The U.S. coal industry is expected to have a comeback year in 2014, regaining some of the ground it lost in the electric power industry over the last three years or so. Low-cost natural gas shoved aside the coal industry, which has been plagued by rising costs and increasingly stringent environmental regulations. But the run up in natural gas prices since 2012 – especially since the beginning of 2014 – provides an economic lifeline for struggling coal businesses. Coal can compete once again, at least for the time being.
That may be true as far as the economics go. But the coal industry has had a truly epic year so far in terms of environmental damage and bad publicity. The industry's multiyear campaign to rebrand itself as "clean coal," has achieved a certain level of success. Even President Obama has bought into this idea, if only to throw the industry a bone as his administration tightens the screws on air pollution. His latest budget calls for an increase in spending under DOE's Clean Coal Research program.
But that rebranding has run into some serious trouble. Over the last two months, the coal industry seems like it can't get out of its own way. First came the chemical spill in West Virginia that cut off water supplies to 300,000 people. Then Duke Energy leaked tons of coal ash and millions of gallons of contaminated water into the Dan River in North Carolina. Then there was a second toxic coal spill in West Virginia. Then Duke managed a second leak into the Dan River. It was almost as if coal companies in the two states were competing for headlines.
The latest news is that the EPA has fined Alpha Natural Resources $27.5 million for violating water pollution rules. One of the largest coal producers in the country, Alpha will have to spend an additional $200 million to install pollution control equipment at its mines to reduce toxic waste discharges. The costs will hit Alpha pretty hard, but many environmentalists see it a different way. The coal industry has repeatedly and systematically violated environmental laws that they seemingly factor in fines to their operations.

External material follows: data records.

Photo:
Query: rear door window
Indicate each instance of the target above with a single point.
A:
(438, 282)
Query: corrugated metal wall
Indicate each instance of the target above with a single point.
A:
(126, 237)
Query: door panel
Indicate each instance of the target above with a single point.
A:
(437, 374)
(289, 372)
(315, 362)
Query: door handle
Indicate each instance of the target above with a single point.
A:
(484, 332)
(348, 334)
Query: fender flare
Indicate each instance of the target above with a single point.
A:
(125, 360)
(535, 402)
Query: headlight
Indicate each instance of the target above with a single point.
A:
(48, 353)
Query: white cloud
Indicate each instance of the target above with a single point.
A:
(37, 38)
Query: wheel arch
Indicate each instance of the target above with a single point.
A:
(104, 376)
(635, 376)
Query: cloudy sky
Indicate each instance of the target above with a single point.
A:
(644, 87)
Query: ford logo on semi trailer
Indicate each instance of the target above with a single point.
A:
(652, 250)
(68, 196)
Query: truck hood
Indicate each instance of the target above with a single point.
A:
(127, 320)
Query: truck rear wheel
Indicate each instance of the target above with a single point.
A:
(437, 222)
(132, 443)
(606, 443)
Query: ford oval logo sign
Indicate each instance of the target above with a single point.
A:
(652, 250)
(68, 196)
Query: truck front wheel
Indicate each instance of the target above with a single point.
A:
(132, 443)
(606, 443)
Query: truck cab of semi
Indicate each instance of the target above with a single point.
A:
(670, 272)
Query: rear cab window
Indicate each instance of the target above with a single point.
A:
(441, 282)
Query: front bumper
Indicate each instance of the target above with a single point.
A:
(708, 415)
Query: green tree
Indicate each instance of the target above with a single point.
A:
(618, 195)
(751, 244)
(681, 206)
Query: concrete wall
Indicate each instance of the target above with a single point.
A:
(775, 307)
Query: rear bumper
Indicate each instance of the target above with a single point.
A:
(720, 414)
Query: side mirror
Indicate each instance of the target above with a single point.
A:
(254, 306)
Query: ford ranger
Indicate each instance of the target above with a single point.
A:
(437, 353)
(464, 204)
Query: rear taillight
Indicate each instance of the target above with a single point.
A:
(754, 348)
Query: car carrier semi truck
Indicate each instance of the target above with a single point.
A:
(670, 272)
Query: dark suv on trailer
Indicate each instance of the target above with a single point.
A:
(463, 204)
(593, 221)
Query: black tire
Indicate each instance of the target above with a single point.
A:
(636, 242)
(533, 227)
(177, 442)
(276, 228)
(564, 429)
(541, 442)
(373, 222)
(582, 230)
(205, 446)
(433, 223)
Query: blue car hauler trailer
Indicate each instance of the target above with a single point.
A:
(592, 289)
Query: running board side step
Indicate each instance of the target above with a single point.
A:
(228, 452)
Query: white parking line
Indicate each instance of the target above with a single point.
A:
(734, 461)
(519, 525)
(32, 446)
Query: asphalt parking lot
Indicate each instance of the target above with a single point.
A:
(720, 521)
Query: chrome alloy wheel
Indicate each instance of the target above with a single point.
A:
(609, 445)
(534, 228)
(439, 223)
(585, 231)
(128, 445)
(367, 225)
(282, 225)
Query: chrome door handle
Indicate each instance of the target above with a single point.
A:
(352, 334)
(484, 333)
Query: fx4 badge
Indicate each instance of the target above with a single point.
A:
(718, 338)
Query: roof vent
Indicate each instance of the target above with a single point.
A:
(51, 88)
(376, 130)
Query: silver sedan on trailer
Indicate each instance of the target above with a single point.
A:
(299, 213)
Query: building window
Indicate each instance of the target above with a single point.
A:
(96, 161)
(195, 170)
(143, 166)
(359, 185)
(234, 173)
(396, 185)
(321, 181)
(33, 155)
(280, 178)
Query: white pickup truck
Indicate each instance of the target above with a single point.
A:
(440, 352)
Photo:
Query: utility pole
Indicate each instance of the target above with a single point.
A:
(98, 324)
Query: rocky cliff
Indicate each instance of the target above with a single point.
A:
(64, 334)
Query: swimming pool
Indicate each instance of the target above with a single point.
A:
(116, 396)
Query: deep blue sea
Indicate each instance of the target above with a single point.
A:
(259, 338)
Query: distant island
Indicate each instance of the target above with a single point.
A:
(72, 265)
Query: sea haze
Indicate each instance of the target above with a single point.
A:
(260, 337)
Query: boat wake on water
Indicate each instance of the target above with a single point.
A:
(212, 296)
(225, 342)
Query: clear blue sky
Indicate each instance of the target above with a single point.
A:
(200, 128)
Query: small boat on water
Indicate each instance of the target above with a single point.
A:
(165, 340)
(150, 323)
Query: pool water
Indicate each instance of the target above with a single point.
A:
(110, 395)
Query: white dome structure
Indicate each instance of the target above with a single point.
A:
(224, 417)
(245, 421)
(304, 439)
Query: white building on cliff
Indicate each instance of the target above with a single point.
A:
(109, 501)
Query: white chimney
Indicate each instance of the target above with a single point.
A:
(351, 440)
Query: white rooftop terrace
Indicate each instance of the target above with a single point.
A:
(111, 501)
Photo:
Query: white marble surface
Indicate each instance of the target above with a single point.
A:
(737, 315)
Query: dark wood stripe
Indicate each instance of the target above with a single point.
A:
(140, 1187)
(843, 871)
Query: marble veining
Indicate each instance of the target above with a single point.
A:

"These problems continue and the government's solution is the same: fines and a plan to make individual mines better — which didn't stop the problems last time," said Dianne Bady, founder of the Ohio Valley Environmental Coalition, according to Al-Jazeera America. "Considering that Alpha is a four billion dollar company, this fine is just another acceptable cost of doing business."
Coal's allies are still fighting for the industry. Just this week, Senator Joe Manchin (D-WV) and Rep. Ed Whitfield (R-KY) pushed a bill that would largely strip the EPA of its ability to put greenhouse gas emissions limits on existing power plants. The House may pass it, but it is likely going nowhere in the Senate. And President Obama would veto it even if it did get to his desk.
While the fight at the federal level has been going on as long as Obama has been in the White House, what is different this time around is the harm being done to coal on its home turf. The string of environmental disasters in only two months of the year to date has likely done irreparable harm to the industry's image. The disaster in North Carolina may go all the way to the Governor's office, exposing a cozy relationship between government and industry. In West Virginia, where the government and coal have a quasi-symbiotic relationship, coal's allies have been scrambling to minimize the damage to the industry and stave off regulation in an anti-regulatory state. To be sure, the states that have traditionally supported coal show no signs of abandoning it, but with so many people so clearly affected by environmental mishaps over the last two months, support for coal even among its allies might be a bit more muted going forward. And with the industry fighting for its very survival over the long-term, it cannot afford to lose public support.